The errors between the predicted and true values of the model are depicted in Figure 10c. The boxplot reveals a consistent median BIGU prediction error of around 0, with minimal dispersion indicated by the small range between upper and lower limits. Moreover, there are fewer outliers observed in the data, indicating less deviation between the predicted and true values.
The radar chart in Figure 11 shows the evaluation metrics for wind power prediction in spring, which includes calculating the RMSE, MAE, and R values to assess the performance of different models. From the chart, it can be observed that the BIGU model provides the smallest RMSE for predicting spring wind power, with a value of 0.209679. This is 85.44% lower than the ARIMA model, 73.53% lower than the ViT model, 82.35% lower than the CNN model, 70.02% lower than the GRU model, and 52.11% lower than the LSTM model. Similarly, the BIGU model also has the lowest MAE value of 0.121993 compared to ARIMA (89.08% reduction), ViT (76.91%), CNN (83.83%), GRU (71.61%), and LSTM (59.54%) predictions. It is worth noting that BIGU also achieves a maximum R value of 0.998656 among all models evaluated for wind power prediction in spring. The overall evaluation of the predictions on this dataset indicates that BIGU demonstrated superior predictive performance.

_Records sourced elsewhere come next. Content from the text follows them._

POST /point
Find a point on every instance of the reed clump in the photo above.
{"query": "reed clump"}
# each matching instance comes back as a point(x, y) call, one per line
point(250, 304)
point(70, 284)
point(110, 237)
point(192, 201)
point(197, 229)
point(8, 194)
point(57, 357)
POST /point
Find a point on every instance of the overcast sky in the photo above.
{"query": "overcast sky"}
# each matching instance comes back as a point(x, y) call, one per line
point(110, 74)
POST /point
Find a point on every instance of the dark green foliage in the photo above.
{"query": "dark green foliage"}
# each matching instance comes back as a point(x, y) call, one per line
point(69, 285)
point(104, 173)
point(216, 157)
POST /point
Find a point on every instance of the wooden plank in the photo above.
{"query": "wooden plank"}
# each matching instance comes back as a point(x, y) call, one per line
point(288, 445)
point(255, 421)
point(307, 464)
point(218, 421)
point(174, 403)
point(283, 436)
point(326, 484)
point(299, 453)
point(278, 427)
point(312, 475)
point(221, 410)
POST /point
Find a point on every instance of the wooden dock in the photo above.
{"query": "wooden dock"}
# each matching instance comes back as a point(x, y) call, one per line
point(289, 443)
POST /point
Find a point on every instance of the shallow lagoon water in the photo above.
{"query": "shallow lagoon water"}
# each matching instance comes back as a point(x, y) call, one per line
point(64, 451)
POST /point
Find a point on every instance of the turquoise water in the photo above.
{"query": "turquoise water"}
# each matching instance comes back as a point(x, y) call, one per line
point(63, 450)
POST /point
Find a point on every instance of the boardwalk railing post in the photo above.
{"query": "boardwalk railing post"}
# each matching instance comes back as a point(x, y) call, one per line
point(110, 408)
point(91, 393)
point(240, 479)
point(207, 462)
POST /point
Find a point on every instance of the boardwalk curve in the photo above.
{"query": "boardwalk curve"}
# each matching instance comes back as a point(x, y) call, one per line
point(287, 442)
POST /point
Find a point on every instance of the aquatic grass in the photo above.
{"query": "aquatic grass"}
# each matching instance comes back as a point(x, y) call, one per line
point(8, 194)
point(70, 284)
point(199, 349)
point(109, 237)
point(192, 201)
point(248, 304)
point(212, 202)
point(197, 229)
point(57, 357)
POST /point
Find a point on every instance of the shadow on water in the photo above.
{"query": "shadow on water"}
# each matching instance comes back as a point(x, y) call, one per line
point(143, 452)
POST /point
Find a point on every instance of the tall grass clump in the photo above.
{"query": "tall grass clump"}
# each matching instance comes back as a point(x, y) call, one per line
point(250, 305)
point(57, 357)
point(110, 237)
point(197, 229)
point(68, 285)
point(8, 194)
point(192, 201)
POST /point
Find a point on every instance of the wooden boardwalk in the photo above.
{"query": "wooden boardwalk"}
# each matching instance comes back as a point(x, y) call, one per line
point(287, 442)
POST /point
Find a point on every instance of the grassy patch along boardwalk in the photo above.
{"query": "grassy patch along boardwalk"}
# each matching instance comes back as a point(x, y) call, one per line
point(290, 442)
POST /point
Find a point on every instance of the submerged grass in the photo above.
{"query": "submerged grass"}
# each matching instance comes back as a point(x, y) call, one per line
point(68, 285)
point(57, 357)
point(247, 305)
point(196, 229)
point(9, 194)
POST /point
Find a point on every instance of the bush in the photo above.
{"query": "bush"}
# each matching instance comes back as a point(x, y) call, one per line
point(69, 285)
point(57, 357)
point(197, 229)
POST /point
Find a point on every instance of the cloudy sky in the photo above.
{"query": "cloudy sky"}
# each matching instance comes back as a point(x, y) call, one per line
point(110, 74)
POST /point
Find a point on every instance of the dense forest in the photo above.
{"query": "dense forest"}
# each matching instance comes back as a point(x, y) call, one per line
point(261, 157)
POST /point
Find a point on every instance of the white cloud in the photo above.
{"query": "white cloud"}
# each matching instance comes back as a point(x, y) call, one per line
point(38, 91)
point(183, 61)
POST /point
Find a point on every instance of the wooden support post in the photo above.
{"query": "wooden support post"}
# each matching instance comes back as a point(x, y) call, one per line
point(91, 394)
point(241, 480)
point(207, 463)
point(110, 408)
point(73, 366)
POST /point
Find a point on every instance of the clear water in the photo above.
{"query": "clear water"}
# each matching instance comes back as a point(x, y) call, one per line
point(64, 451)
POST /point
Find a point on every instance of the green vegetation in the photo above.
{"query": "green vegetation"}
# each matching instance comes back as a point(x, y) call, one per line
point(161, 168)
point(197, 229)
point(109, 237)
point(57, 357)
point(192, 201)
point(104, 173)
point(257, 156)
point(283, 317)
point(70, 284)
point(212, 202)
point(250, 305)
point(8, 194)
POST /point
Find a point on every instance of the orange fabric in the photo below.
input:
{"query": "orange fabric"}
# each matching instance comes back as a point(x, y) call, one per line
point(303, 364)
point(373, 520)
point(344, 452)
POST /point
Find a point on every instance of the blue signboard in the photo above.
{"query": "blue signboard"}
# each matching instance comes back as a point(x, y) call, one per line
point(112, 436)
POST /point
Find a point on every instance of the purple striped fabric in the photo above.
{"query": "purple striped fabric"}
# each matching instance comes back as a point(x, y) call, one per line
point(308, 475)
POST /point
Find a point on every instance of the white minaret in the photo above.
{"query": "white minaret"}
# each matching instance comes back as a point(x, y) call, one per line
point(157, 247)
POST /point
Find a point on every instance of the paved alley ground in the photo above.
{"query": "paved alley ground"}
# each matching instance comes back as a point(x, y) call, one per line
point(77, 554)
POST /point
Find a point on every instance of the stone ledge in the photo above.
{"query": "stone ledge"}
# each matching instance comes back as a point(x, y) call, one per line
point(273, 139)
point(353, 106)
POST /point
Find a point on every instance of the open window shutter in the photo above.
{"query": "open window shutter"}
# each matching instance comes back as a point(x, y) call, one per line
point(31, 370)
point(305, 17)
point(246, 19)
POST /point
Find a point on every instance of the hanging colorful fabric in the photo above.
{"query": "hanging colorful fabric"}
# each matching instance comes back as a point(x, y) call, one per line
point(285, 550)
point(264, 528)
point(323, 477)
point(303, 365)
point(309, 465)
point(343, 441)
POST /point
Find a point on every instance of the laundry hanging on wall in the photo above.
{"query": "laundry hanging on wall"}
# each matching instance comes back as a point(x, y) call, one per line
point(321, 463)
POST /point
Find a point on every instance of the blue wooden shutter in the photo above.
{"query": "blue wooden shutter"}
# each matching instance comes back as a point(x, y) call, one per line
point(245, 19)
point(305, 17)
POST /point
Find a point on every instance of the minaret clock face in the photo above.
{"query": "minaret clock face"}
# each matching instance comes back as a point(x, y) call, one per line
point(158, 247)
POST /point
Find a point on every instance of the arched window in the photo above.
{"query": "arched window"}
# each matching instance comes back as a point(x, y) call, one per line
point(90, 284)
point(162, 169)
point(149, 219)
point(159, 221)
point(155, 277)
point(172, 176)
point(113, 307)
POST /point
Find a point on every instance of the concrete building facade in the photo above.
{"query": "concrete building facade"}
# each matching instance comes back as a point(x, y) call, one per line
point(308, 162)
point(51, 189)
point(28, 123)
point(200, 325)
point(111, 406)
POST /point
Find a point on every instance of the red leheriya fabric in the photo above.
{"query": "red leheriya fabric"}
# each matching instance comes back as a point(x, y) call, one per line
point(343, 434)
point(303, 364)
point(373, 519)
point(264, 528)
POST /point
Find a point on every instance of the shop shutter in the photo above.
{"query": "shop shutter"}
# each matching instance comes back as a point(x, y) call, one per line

4.4. Comprehensive Assessment

4.4.1. Summer, Autumn, and Winter Comparison

The evaluation metrics for wind power prediction in summer, autumn, and winter are presented in Table 7. From the table, it is evident that the proposed BIGU model consistently achieved optimal prediction results across all seasons. The RMSE of the BIGU prediction exhibits the smallest error among the six models, measuring 0.375476, 0.397771, and 0.336125 for summer, autumn, and winter, respectively; concurrently, the predicted MAE also demonstrates minimal values at 0.264877, 0.312885, and 0.214817, respectively. The results indicate that the BIGU model accurately captures the fluctuation characteristics of wind power, resulting in a smaller discrepancy between the predicted and original power values. The correlation coefficients (R) for summer, autumn, and winter forecasts are 0.998891, 0.998520, and 0.998922, respectively, demonstrating that compared to the comparison models, BIGU provides more precise predictions of wind power across different seasons.
The results presented above demonstrate that the BIGU model consistently outperformed other models in terms of achieving the lowest RMSE and MAE values, as well as exhibiting the highest correlation R value, for summer, autumn, and winter forecasts. This further substantiates its superiority in accurately predicting wind power and highlights its potential to effectively support applications such as power system scheduling and supply/demand balance.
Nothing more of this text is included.